O bairro que hoje é repleto de bares e restaurantes, era uma grande chácara no final do século XIX, que, atualmente, é delimitada pelas ruas Serra de Bragança, Cantagalo, Monte Serrat e a própria Francisco Marengo. Lá, a família italiana Marengo desenvolveu o cultivo de uvas e a produção de vinho. No século XVI a atividade já acontecia, mas foi com os Marengo que o Tatuapé se tornou conhecido por essa atividade.
E muitos moradores de lá fazem questão de contar isso quando são perguntados sobre quem era Francisco ou Emília Marengo. José Carlos Ferreira, morador do Tatuapé desde 1954, é um deles. Ele conta que quando se mudou para lá, a fazenda dos Marengo ainda existia - e era muito conhecida. Episódios como esse mostram como a nomeação de ruas pode ser, além de um fato curioso, um forte elemento de perpetuação da memória histórica de uma região.

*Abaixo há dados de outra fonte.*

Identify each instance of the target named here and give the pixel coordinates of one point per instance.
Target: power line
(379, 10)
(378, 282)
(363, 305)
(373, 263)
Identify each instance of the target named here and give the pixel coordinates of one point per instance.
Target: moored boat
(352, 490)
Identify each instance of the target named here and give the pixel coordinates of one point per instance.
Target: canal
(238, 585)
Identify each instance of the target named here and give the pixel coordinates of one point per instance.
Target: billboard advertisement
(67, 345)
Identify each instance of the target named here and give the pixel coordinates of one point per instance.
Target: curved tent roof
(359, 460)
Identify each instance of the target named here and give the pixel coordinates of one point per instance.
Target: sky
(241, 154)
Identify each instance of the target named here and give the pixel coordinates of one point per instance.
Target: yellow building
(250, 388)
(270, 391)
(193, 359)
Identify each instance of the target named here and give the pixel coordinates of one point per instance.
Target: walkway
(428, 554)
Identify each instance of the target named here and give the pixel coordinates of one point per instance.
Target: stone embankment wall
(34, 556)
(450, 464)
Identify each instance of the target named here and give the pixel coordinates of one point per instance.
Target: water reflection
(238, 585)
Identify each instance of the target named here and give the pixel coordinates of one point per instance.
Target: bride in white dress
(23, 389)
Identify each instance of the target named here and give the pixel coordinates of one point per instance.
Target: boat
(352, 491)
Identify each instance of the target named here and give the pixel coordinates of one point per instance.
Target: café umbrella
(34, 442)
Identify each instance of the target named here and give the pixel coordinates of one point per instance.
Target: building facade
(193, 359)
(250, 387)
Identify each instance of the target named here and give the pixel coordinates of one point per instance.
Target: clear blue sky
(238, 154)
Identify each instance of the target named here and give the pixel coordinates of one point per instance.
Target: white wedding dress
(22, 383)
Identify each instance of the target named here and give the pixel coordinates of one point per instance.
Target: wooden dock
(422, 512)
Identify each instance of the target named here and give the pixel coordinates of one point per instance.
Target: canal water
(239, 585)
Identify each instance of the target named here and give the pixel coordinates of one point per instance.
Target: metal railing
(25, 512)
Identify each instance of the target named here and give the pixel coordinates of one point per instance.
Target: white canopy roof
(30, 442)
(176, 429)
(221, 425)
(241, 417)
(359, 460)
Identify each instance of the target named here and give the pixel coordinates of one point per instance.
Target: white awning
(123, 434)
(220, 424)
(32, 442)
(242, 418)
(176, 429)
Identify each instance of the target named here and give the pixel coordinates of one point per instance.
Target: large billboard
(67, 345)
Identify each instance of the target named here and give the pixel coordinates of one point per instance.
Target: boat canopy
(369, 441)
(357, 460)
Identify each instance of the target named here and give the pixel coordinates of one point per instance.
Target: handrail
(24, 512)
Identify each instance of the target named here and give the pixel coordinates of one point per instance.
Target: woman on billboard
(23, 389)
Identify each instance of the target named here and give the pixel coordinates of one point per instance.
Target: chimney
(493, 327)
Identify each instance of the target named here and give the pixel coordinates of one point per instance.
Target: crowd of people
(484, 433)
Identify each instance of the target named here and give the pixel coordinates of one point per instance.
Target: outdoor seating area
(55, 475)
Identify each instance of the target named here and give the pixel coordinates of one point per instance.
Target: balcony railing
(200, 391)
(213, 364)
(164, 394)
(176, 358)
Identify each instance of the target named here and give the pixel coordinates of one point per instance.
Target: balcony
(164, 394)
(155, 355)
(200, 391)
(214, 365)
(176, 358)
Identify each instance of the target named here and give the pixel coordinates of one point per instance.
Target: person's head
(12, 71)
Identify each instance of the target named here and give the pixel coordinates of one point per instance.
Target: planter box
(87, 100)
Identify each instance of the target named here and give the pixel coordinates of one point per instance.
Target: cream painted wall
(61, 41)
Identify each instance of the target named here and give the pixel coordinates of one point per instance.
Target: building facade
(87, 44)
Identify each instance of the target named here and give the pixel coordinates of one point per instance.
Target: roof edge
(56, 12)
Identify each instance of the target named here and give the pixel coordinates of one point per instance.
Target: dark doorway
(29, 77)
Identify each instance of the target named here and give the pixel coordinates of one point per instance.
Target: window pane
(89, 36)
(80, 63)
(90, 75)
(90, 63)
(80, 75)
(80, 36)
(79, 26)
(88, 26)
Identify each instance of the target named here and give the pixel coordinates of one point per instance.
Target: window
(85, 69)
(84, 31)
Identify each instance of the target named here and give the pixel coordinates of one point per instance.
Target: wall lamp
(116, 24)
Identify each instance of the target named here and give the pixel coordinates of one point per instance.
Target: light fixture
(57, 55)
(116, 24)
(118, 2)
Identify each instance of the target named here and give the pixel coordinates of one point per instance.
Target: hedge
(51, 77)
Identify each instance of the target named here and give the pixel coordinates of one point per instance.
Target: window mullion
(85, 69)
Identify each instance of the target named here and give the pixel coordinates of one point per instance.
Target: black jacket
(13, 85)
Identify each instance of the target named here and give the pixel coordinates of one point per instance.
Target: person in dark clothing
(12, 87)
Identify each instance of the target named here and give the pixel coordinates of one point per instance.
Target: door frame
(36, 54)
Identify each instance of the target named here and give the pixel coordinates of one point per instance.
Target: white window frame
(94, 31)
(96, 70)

A poucos quilômetros do Tatuapé, outro bairro desperta o sentimento tradicionalista em muitos paulistanos. A Mooca, um dos redutos de imigração italiana em São Paulo, também traz um pedaço de sua história no nome de suas ruas e ícones. Na Rua Javari, o estádio do Juventus, um dos clubes mais tradicionais da capital, empresta o nome do Conde Rodolfo Crespi, dono de uma das principais indústrias têxteis da capital no século XX.
O casal Rodolfo e Marina Crespi foram essenciais na construção da história da Mooca, que naquela época era essencialmente de origem operária. Rodolfo, nascido na Itália em 1874, fundou o Cotonifício Rodolfo Crespi em 1897 em um enorme prédio do bairro, na esquina da rua dos Trilhos com a rua Taquari. Os operários (além de alguns patrões) de sua fábrica fundaram o Clube Atlético Juventus em 1924, com sede em um terreno cedido por Crespi, grande incentivador do time. Além do nome do estádio, é claro, o clube ainda lhe concedeu outra homenagem: o título de presidente honorário perpétuo do Juventus.
Já Marina - que dá nome a uma das ruas do bairro - além de cuidar das atividades empresariais da família Crespi, desenvolveu diversos projetos de caráter social. O mais conhecido é o incentivo à construção e manutenção da Fundação Ninho Jardim Condessa Marina Regoli Crespi, criada em 1936. A creche recebia os filhos dos operários e operárias do Cotonifício Crespi em tempo integral, e se destacava por desenvolver ações rotineiras de cuidado com a saúde e higiene pessoal.
A poucos metros do estádio da rua Javari, outra importante via da Mooca também traz um pouco de história. A Rua dos Trilhos, como o próprio nome diz, remete a um importante ramal da São Paulo Railway que passou pelo bairro durante o século XX. Nos trilhos, cargas eram enviadas durante a semana para algumas das principais indústrias da região, como a I.R.F. Matarazzo, Fiação e Tecelagem Aramina e, é claro, o Cotonifício Rodolfo Crespi. Já nos fins de semana, uma composição saía geralmente da Estação da Luz e percorria a Rua dos Trilhos rumo ao litoral paulista.
A partir dos anos 1950 as fábricas da Mooca começaram a fechar. Hoje, o prédio que abrigava o cotonifício é uma das lojas do supermercado Extra e a antiga creche da condessa Marina tenta se tornar um patrimônio tombado. Apesar disso, o nome desse casal, assim como de outras pessoas fundamentais na história da cidade, continua presente no dia-a-dia dos moradores.
Se antes você andava sem nem olhar para os nomes estampados nas placas, ta aí um ótimo motivo para começar a reparar e pesquisar sobre eles. Bairros de várias regiões da cidade guardam muitas histórias em suas ruas. O Ipiranga com seus monumentos históricos, o Bexiga, tradicional reduto de imigrantes italianos e a região da Sé e República, conhecida como Centro histórico. São apenas alguns exemplos de lugares onde uma caminhada pode se tornar uma aula de história à céu aberto. Aproveita essa chance de conhecer melhor sua cidade!